Un beau Petit Prince

France soir  - octobre 2002
Allénor Rouffet

Comédie musicale - Mise en scène épurée dans un concert de lumières savantes

Et que sonnent les trois coups de théâtres et résonnent les chants des acteurs! Le Petit Prince  a joué, mardi soir, sa Première au casino de Paris, dans une salle comble et subjuguée. Sur fond de décor minimaliste, Daniel Lavoie, l'aviateur, et Jeff, le Petit Prince, construisent leur rencontre et leur attachement mutuel sur le mode des relations père-fils. L'amitiés devient amour, plein et déchirant. la mise en scène, simple, épurée, joue de très savantes lumières sur une immuable image de déserts et de rocs.

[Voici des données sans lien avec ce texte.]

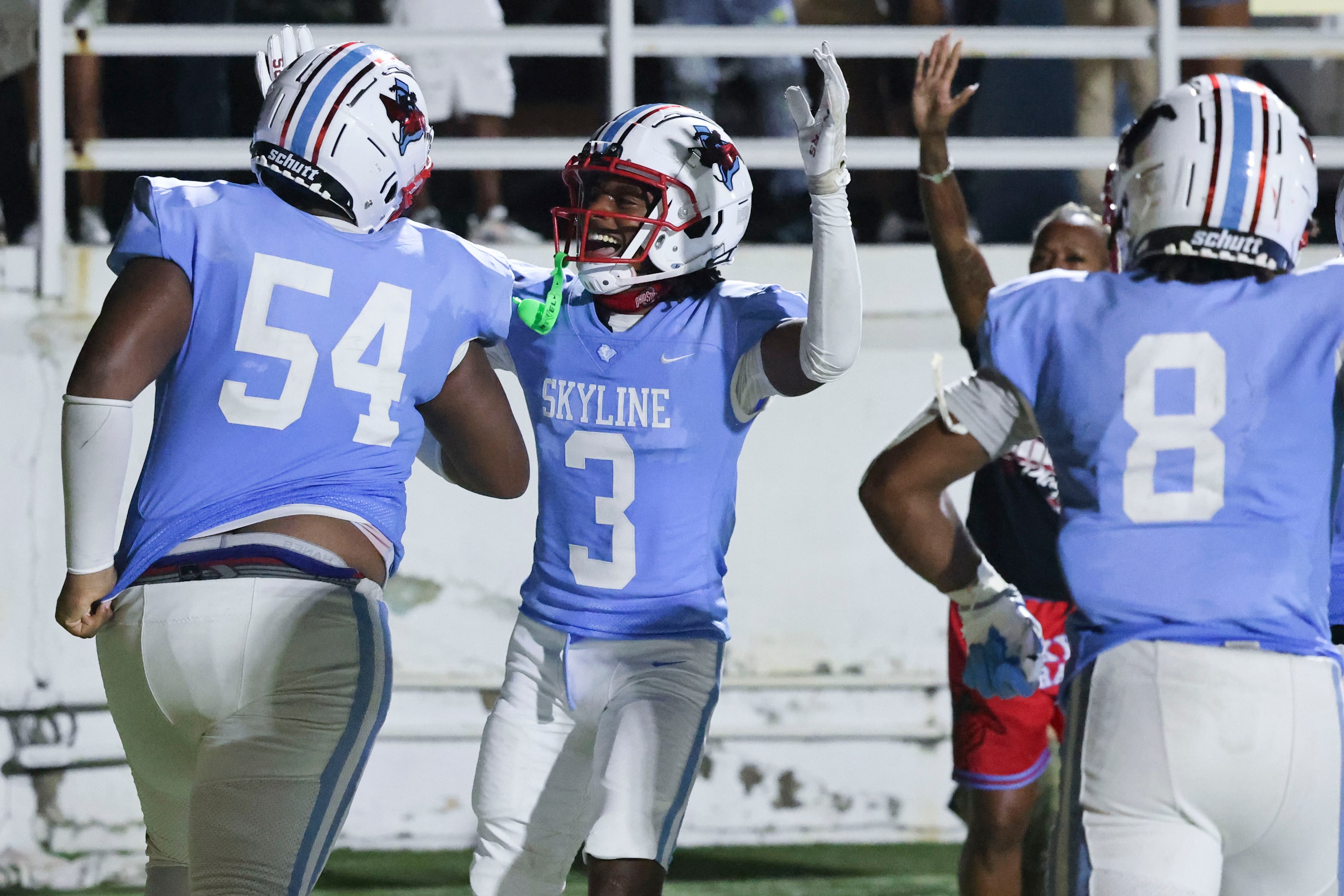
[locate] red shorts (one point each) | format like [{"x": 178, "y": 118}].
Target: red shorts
[{"x": 1003, "y": 745}]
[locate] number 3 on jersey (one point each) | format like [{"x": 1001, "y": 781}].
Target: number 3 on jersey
[
  {"x": 388, "y": 309},
  {"x": 1190, "y": 434},
  {"x": 616, "y": 573}
]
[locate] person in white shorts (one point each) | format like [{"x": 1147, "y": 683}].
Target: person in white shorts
[
  {"x": 463, "y": 83},
  {"x": 241, "y": 633},
  {"x": 1190, "y": 402}
]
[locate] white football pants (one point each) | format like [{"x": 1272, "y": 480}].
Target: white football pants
[
  {"x": 248, "y": 708},
  {"x": 592, "y": 742},
  {"x": 1201, "y": 771}
]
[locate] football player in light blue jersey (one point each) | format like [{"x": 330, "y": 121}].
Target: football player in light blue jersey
[
  {"x": 643, "y": 375},
  {"x": 300, "y": 340},
  {"x": 1190, "y": 406}
]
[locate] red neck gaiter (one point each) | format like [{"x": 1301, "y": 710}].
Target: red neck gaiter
[{"x": 636, "y": 299}]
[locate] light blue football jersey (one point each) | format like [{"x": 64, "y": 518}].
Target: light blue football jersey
[
  {"x": 307, "y": 355},
  {"x": 1194, "y": 436},
  {"x": 1338, "y": 549},
  {"x": 638, "y": 457}
]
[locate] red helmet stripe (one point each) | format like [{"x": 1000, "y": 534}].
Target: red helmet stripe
[
  {"x": 303, "y": 91},
  {"x": 331, "y": 113},
  {"x": 1218, "y": 148},
  {"x": 1260, "y": 191}
]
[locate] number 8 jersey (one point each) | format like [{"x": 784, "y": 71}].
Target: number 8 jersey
[
  {"x": 638, "y": 444},
  {"x": 307, "y": 355},
  {"x": 1194, "y": 436}
]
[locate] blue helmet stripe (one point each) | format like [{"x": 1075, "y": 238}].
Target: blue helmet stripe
[
  {"x": 304, "y": 129},
  {"x": 1241, "y": 159},
  {"x": 615, "y": 128}
]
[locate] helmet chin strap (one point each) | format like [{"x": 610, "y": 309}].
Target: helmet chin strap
[{"x": 636, "y": 299}]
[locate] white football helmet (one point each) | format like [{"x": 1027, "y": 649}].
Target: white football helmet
[
  {"x": 1218, "y": 168},
  {"x": 701, "y": 187},
  {"x": 346, "y": 124}
]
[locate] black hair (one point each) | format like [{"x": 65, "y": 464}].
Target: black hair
[
  {"x": 300, "y": 197},
  {"x": 1199, "y": 271}
]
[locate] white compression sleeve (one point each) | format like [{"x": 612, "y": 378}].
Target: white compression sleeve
[
  {"x": 835, "y": 299},
  {"x": 992, "y": 410},
  {"x": 94, "y": 453},
  {"x": 432, "y": 455}
]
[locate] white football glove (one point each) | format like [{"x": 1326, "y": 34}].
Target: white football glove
[
  {"x": 821, "y": 136},
  {"x": 281, "y": 52},
  {"x": 1004, "y": 645}
]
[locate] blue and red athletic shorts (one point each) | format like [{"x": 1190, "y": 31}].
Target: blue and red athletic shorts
[{"x": 1004, "y": 745}]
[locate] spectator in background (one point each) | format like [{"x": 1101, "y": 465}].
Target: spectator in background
[
  {"x": 1097, "y": 81},
  {"x": 694, "y": 81},
  {"x": 478, "y": 86},
  {"x": 1022, "y": 98},
  {"x": 1214, "y": 14},
  {"x": 18, "y": 80},
  {"x": 880, "y": 106},
  {"x": 84, "y": 120}
]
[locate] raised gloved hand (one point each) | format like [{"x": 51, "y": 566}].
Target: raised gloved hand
[
  {"x": 1004, "y": 646},
  {"x": 821, "y": 136},
  {"x": 281, "y": 52}
]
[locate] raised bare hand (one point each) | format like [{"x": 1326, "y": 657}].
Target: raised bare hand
[{"x": 932, "y": 103}]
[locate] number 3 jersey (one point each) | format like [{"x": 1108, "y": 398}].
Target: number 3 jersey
[
  {"x": 1194, "y": 437},
  {"x": 307, "y": 355},
  {"x": 638, "y": 448}
]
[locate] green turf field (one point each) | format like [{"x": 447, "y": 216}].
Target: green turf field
[{"x": 908, "y": 870}]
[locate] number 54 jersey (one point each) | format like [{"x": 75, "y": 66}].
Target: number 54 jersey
[
  {"x": 307, "y": 355},
  {"x": 1194, "y": 436},
  {"x": 638, "y": 448}
]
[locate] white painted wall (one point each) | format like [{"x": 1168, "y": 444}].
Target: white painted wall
[{"x": 834, "y": 720}]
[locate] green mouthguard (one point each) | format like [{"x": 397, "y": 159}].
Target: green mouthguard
[{"x": 541, "y": 316}]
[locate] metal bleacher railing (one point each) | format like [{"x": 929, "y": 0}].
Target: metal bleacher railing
[{"x": 620, "y": 41}]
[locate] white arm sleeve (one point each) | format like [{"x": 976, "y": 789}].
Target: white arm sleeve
[
  {"x": 988, "y": 407},
  {"x": 94, "y": 453},
  {"x": 750, "y": 386},
  {"x": 835, "y": 299},
  {"x": 499, "y": 358},
  {"x": 992, "y": 410},
  {"x": 430, "y": 452}
]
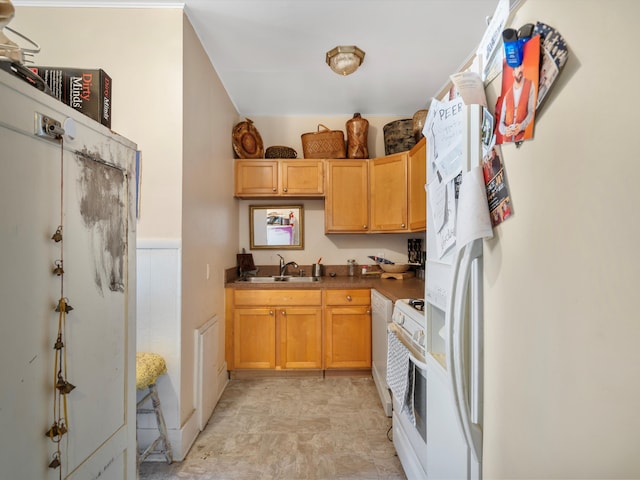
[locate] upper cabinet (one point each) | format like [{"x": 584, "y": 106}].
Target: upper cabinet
[
  {"x": 417, "y": 195},
  {"x": 279, "y": 178},
  {"x": 346, "y": 203},
  {"x": 381, "y": 195},
  {"x": 388, "y": 183}
]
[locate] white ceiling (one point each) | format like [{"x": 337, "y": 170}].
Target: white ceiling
[{"x": 270, "y": 54}]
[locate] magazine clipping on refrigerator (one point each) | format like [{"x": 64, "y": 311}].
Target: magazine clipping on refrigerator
[{"x": 458, "y": 196}]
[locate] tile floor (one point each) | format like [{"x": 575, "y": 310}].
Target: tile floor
[{"x": 291, "y": 428}]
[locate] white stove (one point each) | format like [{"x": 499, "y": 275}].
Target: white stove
[
  {"x": 409, "y": 315},
  {"x": 406, "y": 375}
]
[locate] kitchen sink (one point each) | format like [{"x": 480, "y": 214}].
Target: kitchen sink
[
  {"x": 301, "y": 279},
  {"x": 278, "y": 278}
]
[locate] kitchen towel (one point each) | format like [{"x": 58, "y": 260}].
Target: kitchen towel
[
  {"x": 400, "y": 374},
  {"x": 473, "y": 221}
]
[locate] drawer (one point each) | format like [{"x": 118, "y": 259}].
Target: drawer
[
  {"x": 277, "y": 297},
  {"x": 361, "y": 296}
]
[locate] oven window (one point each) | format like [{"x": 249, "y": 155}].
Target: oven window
[{"x": 420, "y": 401}]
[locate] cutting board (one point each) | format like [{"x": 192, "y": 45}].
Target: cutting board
[{"x": 398, "y": 276}]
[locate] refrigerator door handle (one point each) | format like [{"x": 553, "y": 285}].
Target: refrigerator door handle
[
  {"x": 449, "y": 323},
  {"x": 472, "y": 431}
]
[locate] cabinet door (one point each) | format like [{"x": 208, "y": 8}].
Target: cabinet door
[
  {"x": 388, "y": 181},
  {"x": 417, "y": 193},
  {"x": 300, "y": 337},
  {"x": 254, "y": 340},
  {"x": 256, "y": 178},
  {"x": 347, "y": 197},
  {"x": 347, "y": 337},
  {"x": 302, "y": 177}
]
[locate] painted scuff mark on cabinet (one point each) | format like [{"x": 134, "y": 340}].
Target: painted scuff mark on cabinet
[{"x": 101, "y": 192}]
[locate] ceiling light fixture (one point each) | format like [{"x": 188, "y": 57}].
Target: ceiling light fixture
[{"x": 345, "y": 59}]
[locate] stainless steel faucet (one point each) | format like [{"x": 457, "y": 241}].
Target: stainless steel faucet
[{"x": 283, "y": 266}]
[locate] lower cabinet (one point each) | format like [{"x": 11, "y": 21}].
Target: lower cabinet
[
  {"x": 298, "y": 329},
  {"x": 277, "y": 329},
  {"x": 347, "y": 335}
]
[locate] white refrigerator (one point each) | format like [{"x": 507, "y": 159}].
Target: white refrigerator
[
  {"x": 559, "y": 360},
  {"x": 67, "y": 189}
]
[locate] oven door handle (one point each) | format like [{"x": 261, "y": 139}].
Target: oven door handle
[{"x": 421, "y": 365}]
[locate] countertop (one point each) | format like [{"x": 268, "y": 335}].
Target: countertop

Toute la gamme chromatique se dévoile et crée mille lieux, mille atmosphères. La romance du texte originel, elle, n'est en  rien épurée. Du Petit Prince émane toute la sensibilité et l'intelligence de l'ingénu, du candide, ou prétendu tel. Et quelles splendides incarnations que ces "hommes-planètes", suspendus au dessus de la scène, explorant d'une voix bien posée, la vanité ou l'absurde. Pas de danses ni de gesticulations inutiles: l'essentiel demeure, théâtral. Car ils jouent, en acteurs consommés, et chantent juste. la rose, le renard, l'allumeur de réverbère ou le buveur semblent sortir tout droit de notre imagination d'enfants.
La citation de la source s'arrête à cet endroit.